Freedom of Information, Criminal Records, & Accountability

By way of full disclosure, I’m Chair of the VT Journalism Trust, doing business as, serve on the Board of the VT ACLU, and am a former Chair of VT public radio, but right now I’d like to make a simple, rational case for transparency as it relates to public and press access to police records.

The Attorney General opposes a proposal under discussion in Senate Judiciary to adopt the federal Freedom of Information Act standard in Vermont. It would require that law enforcement officials seeking to shield criminal investigation records from the public convince a judge that public disclosure would harm the investigation or compromise safety and privacy concerns. The term for this balancing of the public’s right to know with protection of individual rights is “access absent harm.”

An African-American man suffering from hypoglycemia is dragged from his own home and – even though neighbors told police it was his home – taken into police custody. The police later denied he had been “arrested” – a move to prevent the arrest records from being released to the press.

The current proposal does not even address access to internal police investigations such as the one where an emotionally disturbed man under family care seeking help from a healthcare facility is dead after being incorrectly tased by a state trooper, or the one where an officer is accused of falsifying time sheets.

All federal agencies and 21 states have adopted the federal standard now under consideration by the Senate Judiciary. And while I know that Vermont is a special place; we’re just not that special.

Adopting this standard is the right – and the rational – thing to do. Vermonters and others are rightly seeking more transparency (absent harm) from their leaders and nowhere is this more important than in policing. Citizens become disaffected when law enforcement is secretive, above scrutiny and beyond accountability. This serves no one well – especially law enforcement. Well-trained law enforcement officers who follow procedures and best practices have everything to be proud of and nothing to hide.

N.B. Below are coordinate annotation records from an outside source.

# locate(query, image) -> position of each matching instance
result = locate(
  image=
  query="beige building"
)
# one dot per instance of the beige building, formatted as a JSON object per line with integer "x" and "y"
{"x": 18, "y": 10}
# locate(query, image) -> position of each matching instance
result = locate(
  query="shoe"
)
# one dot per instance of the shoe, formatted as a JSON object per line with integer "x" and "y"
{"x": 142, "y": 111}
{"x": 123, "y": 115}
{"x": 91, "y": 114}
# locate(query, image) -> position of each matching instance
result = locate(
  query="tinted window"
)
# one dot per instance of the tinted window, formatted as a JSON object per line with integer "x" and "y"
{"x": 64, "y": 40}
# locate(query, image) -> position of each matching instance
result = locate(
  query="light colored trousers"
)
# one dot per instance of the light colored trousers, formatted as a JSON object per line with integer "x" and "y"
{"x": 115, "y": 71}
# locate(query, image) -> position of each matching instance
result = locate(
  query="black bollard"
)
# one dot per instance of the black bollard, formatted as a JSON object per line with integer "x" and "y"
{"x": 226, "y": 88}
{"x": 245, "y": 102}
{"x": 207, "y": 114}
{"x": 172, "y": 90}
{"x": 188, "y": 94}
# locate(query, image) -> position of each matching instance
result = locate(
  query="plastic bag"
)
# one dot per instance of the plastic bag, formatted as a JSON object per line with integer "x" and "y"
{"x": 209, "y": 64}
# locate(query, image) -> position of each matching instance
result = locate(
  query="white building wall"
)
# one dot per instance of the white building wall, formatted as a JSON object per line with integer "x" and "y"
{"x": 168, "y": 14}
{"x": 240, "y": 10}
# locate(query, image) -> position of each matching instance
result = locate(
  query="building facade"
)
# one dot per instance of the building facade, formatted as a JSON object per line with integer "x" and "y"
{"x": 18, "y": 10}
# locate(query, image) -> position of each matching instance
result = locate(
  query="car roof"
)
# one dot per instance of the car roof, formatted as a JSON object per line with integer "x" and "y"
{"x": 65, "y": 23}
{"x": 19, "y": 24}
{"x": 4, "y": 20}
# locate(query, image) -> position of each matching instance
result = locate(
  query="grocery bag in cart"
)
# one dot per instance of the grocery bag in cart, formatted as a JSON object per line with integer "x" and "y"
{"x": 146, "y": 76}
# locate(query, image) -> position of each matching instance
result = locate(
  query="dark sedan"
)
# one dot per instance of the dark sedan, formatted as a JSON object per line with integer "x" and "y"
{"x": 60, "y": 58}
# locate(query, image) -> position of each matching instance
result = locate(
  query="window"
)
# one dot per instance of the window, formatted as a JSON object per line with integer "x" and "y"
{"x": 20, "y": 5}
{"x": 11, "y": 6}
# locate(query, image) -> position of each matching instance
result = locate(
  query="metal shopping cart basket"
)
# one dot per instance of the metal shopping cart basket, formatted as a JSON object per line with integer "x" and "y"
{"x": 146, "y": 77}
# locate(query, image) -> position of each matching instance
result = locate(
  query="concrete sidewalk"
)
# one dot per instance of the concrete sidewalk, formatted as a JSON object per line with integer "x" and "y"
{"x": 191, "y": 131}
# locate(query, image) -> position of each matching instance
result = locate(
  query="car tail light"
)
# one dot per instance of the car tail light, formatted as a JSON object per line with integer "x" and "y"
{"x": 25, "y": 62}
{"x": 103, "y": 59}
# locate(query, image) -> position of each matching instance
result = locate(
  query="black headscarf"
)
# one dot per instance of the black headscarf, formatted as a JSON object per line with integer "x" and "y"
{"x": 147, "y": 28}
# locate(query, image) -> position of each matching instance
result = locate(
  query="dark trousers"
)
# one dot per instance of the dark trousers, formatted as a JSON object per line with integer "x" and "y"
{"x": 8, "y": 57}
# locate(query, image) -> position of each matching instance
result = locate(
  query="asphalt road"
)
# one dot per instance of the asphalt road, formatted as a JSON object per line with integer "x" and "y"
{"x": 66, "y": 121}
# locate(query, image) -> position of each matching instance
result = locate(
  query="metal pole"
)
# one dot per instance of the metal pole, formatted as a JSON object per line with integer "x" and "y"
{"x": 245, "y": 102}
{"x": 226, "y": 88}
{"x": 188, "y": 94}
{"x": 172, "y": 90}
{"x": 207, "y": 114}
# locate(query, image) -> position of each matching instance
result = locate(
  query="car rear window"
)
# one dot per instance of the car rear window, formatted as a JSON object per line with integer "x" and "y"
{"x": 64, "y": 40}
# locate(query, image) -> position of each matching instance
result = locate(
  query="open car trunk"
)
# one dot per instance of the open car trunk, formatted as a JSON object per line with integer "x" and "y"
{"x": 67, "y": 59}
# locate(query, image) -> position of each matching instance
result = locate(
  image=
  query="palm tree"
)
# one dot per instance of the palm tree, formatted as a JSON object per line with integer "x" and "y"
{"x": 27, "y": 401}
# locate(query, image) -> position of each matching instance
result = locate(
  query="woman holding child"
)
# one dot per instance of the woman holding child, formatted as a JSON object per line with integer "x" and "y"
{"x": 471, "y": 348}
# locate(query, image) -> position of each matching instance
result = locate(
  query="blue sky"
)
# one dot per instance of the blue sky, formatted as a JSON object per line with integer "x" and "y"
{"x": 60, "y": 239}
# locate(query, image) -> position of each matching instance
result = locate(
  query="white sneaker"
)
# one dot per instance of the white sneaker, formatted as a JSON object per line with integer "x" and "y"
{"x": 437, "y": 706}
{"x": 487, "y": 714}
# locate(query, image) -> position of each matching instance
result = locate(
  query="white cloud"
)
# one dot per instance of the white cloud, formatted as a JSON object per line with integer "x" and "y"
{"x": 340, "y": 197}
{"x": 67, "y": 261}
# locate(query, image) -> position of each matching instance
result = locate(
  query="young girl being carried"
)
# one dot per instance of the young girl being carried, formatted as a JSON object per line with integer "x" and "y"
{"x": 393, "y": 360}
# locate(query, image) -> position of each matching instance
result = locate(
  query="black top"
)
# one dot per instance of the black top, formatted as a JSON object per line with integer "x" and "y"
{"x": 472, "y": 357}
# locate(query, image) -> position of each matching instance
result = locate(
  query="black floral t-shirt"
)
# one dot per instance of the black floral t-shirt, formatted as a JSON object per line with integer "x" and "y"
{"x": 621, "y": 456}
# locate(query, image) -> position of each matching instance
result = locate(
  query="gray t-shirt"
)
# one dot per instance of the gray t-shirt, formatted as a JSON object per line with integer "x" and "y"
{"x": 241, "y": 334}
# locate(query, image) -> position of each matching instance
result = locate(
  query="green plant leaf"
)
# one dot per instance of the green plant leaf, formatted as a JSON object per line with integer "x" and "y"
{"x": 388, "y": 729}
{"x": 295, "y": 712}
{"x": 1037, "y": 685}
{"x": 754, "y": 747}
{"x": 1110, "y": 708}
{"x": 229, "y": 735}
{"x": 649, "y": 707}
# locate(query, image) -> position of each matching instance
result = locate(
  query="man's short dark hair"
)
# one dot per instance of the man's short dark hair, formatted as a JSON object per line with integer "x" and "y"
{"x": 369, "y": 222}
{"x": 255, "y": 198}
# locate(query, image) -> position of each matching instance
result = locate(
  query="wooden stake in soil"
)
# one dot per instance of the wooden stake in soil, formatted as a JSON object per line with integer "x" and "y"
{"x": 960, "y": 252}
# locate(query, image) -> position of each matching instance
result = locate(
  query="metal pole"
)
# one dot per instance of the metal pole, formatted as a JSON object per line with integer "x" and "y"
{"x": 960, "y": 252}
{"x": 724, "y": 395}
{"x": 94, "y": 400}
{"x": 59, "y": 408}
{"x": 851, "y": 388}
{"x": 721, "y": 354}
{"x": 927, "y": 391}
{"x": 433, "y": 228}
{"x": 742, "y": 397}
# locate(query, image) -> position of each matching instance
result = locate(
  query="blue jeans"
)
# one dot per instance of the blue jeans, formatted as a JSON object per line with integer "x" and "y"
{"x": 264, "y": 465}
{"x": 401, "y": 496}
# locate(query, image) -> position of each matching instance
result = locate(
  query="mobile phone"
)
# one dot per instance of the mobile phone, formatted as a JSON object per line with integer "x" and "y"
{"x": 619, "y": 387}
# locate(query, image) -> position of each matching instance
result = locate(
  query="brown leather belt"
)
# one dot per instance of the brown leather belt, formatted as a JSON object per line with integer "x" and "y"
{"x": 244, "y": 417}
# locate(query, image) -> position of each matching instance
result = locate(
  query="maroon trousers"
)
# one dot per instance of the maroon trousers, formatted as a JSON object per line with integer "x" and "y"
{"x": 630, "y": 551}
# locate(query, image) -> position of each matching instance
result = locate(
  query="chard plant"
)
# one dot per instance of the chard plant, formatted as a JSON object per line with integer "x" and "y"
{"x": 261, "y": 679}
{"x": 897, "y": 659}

Privacy, safety and prosecutorial considerations are all relevant. If access constitutes real risk, the case can – and should – be made before a judge for third-party review.

The Vermont Constitution guarantees the right to hold government officers and public servants accountable. Everyone is better off when the public understands how their officials are performing, including the officials themselves.  Such blanket shields only create mistrust and hide bad practice. Neither the public nor public servants benefit from such secrecy.

One man with a history of seizures and mental illness is dead, another unjustifiably dragged from his own home, and we need to understand why events like these happen.

By every measure, we have one of the best-trained state police systems in the country. I’ve never had an encounter where I was not impressed with the officer’s respect and intelligence. Transparency will only enhance that reputation. Attorney General Sorrell is simply wrong in his opposition to this proposal. Vermonters deserve better.